Dust storms at the beginning of May left a trail of death and devastation across the northern Indian states of Rajasthan and Uttar Pradesh. More than 127 people were killed.
Dust storms are a normal part of India’s climate in the summer months. They usually pass with comparatively little incident. The death toll rarely exceeds a dozen or so. This time, however, it was different.
A combination of unusually high temperatures and a preponderance of moisture in the atmosphere intensified the dust storms, according to meteorologists. Bob Henson of Weather Underground said “the strong winds were probably downbursts” caused by “a huge thunderstorm complex that swept through the area overnight.”
The storms rolled across the region as moist air was drawn from the Gulf of Oman to a cyclonic flow – a current where air travels inward – off the northeast Indian coast. The low pressure weather system, coupled with the heat, led to the generation of the violent winds.
“A freak incident”
The crisis has been deemed “a freak incident” by Mahesh Palawat, chief meteorologist at Skymet Weather. “ Dust storms are usually not this intense nor do these systems cover such a large area,” Palawat added.
At least 73 people died and 91 were injured in Uttar Pradesh. 36 people lost their lives in Rajasthan, which reported more than 100 injuries. Power supplies were disrupted as some 8,000 electricity poles fell.
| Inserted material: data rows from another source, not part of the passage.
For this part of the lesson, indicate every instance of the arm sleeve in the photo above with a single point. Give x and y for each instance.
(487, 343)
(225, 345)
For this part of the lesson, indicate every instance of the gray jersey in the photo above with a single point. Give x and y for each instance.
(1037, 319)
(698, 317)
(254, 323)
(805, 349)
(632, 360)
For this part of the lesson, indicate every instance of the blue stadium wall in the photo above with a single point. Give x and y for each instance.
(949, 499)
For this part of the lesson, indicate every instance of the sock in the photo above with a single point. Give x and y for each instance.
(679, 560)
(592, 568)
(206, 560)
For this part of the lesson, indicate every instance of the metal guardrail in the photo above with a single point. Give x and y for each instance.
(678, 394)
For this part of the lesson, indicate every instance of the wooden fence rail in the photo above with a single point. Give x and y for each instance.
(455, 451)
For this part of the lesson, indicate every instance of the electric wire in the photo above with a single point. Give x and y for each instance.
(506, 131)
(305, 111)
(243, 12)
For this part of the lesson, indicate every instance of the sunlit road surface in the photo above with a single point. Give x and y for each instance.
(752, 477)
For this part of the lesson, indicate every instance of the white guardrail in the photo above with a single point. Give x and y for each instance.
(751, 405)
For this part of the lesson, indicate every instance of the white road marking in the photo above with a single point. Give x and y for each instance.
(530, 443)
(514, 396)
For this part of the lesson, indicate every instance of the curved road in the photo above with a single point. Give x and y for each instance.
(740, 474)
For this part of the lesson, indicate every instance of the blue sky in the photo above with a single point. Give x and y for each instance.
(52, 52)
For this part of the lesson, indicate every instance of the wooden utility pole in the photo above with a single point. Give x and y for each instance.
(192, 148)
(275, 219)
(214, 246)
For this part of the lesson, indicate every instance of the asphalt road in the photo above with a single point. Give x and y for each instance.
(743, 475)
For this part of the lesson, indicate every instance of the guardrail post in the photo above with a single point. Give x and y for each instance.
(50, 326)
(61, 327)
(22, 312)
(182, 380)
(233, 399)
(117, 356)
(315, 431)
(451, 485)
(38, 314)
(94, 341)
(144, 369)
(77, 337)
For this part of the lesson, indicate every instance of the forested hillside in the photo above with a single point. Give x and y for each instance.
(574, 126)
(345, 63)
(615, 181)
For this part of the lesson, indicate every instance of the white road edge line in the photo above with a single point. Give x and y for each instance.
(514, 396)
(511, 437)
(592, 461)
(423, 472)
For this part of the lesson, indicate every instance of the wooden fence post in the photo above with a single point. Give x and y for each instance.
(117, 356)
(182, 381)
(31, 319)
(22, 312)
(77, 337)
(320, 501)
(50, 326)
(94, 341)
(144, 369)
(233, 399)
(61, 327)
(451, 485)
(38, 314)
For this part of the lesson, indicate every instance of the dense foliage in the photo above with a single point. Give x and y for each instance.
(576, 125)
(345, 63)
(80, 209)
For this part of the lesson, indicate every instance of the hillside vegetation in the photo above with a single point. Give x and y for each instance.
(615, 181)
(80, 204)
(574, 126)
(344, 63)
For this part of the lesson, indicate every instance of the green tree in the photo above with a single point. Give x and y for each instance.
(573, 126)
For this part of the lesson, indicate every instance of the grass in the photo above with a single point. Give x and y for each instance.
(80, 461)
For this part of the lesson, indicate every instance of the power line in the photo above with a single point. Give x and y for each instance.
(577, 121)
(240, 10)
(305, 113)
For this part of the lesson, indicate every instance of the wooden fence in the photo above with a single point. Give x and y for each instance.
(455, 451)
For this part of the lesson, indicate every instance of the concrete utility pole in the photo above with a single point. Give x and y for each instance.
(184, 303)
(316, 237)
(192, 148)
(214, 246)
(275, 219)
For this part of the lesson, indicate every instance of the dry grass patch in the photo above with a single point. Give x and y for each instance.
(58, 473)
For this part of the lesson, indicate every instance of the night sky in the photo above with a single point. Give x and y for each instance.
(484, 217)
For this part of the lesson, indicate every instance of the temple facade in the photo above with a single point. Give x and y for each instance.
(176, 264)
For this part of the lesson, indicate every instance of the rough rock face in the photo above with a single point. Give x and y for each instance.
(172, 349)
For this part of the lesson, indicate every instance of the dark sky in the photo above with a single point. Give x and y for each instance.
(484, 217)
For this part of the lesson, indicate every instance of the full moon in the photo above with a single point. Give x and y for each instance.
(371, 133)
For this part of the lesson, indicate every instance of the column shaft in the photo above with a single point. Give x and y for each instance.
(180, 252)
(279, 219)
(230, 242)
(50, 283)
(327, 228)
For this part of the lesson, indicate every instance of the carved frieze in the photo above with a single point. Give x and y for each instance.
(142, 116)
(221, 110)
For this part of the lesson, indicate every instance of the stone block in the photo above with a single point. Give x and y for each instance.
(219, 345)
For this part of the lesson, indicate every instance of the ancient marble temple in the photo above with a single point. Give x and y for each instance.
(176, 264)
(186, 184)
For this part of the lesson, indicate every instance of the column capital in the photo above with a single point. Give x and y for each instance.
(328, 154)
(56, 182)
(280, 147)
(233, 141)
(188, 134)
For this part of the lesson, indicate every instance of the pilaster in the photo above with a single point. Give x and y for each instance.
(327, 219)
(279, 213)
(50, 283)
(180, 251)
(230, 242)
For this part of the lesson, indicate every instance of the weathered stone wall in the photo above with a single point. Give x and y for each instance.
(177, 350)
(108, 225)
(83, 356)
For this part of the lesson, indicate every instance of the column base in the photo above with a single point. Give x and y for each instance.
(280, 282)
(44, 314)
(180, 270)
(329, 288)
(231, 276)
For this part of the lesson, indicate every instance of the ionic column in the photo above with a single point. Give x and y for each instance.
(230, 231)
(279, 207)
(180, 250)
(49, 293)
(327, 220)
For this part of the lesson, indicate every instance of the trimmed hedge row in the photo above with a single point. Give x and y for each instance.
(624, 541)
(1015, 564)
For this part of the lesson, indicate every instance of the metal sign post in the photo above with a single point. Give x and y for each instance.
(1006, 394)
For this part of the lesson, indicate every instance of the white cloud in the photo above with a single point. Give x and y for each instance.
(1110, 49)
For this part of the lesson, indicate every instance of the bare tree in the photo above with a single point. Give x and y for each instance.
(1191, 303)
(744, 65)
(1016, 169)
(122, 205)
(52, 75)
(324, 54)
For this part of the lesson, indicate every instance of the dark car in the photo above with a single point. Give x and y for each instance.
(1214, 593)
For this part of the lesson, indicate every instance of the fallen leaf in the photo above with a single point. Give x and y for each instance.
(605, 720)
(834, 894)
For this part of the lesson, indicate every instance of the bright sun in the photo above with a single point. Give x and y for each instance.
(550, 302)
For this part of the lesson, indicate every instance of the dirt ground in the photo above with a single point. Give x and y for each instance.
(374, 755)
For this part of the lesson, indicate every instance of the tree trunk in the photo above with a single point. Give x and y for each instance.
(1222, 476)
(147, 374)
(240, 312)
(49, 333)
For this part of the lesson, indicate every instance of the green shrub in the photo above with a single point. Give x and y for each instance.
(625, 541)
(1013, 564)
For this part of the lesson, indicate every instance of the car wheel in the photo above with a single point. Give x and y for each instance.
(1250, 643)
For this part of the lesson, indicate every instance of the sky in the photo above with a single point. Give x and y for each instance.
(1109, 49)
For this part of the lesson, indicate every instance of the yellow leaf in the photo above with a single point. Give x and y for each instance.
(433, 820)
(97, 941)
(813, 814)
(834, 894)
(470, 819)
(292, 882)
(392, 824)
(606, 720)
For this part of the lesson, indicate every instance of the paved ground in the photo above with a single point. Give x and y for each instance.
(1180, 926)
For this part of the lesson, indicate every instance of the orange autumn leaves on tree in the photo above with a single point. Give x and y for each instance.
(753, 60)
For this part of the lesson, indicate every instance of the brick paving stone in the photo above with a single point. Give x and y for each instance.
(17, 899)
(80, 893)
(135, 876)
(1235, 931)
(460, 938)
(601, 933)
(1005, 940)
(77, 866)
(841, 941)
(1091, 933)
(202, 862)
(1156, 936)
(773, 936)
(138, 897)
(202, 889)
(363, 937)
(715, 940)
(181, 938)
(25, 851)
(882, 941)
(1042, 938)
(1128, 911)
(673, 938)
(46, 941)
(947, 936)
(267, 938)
Trees were uprooted and buildings destroyed by debris carried by fierce winds reaching speeds of 100 mph in some areas.
Further fatalities were reported in Uttarakhand, Punjab and Madhya Pradesh. Delhi and Haryana also witnessed significant destruction.
The winds are responsible for much of the immediate damage and loss of life. However, the presence of dust in the storms could lead to health complications in future if particulate matter accumulates in the respiratory systems of those affected. This can inflame pre-existing conditions such as asthma and, if exposed over an extended period of time, could lead to issues with breathing and lung disorders.
This could be a concern for residents of the affected regions. Some are warning that climate change means dust superstorms are likely to increase in incidence in future.
“All over India, temperatures are abnormally high,” Indian Institute of Tropical Meteorology climate scientist Roxy Mathew Koll told The Hindustan Times. “Even if they are not the drivers, they will aggravate the situation by causing the atmosphere to become more unstable.”
If this is the case, residents will face a dual threat. Not only will they have to contend with the immediate risk of the storm, they may also be faced with the prospect of long-lasting health effects and complications.